In a candidate forum not attended by Jindal, Georges asserted, “When someone applies for a job and doesn’t show up for the interview, you don’t give him the job.” Forgetting for the moment that while Jindal may have only twice participated in these forums he has “interviewed” hundreds, if not thousands, of times across the state in church, civic, and other gatherings, when has Georges ever even interviewed for a real job? He’s spent his career stepping right into the family business, from a privileged background.
This puts him in marked contrast to his three major competitors, all of whom come from working class or lower middle class immigrant backgrounds, whose families and they had to work hard even to approach the level of affluence into which Georges was born. And this is what Georges doesn’t get: one senses that his campaign is baffled why it doesn’t do better with all the money and the agenda he has (which doesn’t differ from Jindal’s by much), because they do not understand that you just don’t walk into a political executive’s job depending upon the people’s votes no matter how successful you have been in the business world.
Despite his darker skin and obvious high-faluting intelligence, Jindal does a much better job of showing how his wants and desires, and the ideas he proposes to achieve them through government, match those of the typical citizen of Louisiana. In short, Georges doesn’t grasp what Jindal, or even Boasso and Campbell, understand about the lives of ordinary Louisianans.

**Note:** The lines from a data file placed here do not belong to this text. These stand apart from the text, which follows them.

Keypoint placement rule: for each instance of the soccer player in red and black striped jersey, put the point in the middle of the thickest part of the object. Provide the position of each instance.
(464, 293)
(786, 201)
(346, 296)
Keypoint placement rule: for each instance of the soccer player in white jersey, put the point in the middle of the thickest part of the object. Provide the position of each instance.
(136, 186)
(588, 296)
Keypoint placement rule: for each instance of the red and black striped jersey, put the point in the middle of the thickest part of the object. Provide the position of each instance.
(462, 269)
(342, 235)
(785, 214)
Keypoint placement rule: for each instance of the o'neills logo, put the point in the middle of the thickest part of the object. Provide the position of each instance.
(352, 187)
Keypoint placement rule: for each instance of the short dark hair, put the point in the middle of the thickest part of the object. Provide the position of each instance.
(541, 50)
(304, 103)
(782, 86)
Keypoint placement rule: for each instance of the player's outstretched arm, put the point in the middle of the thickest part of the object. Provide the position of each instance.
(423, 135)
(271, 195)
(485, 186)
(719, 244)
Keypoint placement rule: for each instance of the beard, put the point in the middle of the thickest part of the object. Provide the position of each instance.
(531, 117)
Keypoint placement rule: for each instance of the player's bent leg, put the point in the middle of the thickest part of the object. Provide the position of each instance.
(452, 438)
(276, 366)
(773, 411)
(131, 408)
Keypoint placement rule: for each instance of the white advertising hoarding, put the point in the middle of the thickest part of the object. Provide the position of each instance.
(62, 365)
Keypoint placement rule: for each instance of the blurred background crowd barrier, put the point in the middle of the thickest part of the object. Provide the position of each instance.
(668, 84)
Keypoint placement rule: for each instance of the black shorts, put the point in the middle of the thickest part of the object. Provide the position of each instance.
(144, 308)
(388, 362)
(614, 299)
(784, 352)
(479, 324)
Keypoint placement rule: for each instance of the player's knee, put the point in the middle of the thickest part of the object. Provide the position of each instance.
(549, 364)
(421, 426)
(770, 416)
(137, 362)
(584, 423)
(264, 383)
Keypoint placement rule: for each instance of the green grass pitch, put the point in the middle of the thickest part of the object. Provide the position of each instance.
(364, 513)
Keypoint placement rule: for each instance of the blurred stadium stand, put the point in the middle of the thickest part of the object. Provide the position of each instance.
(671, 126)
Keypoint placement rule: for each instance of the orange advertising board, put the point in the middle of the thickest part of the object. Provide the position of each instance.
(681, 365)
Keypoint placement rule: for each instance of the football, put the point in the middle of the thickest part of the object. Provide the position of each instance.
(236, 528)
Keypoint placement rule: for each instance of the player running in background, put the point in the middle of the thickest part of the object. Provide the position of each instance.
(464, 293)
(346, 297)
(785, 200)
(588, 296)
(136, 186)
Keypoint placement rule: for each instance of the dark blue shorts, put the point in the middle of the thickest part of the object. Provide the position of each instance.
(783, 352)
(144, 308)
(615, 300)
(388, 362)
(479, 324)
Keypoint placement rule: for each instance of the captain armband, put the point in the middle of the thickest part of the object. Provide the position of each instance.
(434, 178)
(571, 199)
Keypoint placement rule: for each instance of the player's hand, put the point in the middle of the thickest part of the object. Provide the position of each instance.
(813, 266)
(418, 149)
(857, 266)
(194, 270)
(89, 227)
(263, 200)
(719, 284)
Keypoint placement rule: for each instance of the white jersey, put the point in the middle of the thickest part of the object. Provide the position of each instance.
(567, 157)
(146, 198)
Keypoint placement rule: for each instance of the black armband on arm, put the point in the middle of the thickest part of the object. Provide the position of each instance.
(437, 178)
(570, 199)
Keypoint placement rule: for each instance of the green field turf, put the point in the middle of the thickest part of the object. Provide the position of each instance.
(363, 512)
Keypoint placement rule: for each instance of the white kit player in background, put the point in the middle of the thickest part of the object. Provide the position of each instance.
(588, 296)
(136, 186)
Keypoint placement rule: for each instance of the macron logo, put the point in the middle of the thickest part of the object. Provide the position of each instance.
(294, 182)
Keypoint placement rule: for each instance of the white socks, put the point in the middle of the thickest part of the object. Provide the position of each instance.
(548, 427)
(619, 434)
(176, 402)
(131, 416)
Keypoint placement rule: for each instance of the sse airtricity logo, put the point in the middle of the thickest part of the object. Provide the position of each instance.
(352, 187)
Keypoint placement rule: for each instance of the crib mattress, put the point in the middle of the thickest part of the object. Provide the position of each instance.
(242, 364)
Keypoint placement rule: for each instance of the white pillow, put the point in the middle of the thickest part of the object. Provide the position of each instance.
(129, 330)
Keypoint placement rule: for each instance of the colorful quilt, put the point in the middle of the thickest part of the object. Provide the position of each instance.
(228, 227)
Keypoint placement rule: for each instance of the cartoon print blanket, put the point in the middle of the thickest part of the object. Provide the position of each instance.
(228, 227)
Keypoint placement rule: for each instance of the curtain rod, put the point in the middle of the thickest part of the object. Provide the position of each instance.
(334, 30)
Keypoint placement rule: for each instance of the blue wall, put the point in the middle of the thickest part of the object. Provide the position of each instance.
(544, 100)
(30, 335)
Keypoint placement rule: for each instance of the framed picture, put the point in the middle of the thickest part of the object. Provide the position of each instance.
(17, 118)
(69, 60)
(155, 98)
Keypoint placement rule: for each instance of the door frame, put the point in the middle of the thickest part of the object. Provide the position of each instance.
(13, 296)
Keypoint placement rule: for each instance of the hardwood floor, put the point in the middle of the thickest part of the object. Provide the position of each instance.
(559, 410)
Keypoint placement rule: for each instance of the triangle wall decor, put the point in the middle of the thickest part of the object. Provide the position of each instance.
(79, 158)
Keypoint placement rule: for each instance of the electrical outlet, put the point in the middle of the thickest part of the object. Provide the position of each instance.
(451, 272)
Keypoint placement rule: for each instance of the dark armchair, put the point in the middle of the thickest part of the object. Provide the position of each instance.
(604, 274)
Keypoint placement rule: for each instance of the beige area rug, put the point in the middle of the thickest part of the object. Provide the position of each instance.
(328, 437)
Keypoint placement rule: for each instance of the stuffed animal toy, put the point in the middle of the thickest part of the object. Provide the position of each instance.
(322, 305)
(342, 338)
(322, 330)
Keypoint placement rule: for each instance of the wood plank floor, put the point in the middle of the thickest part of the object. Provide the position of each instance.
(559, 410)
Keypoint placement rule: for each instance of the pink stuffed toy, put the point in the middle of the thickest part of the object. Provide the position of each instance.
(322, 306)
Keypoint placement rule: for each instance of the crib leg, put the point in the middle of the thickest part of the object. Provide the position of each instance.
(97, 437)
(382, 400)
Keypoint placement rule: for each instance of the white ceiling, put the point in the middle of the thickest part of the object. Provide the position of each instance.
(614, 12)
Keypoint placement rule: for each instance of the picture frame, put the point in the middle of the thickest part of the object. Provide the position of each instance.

It’s why his form of criticism of Jindal came out the way it did. It’s also why he will be fortunate to get into a runoff with Jindal, and why he will lose with or without one.
1 comment:
Georges father was a Greek Immigrant and drove a truck when he was born. Jindal has not come to debates. Georges employs more hard working average Louisianans than Jindal ever has -- because Jindal has never employed anyone in his life (besides a babysitter)or started a business.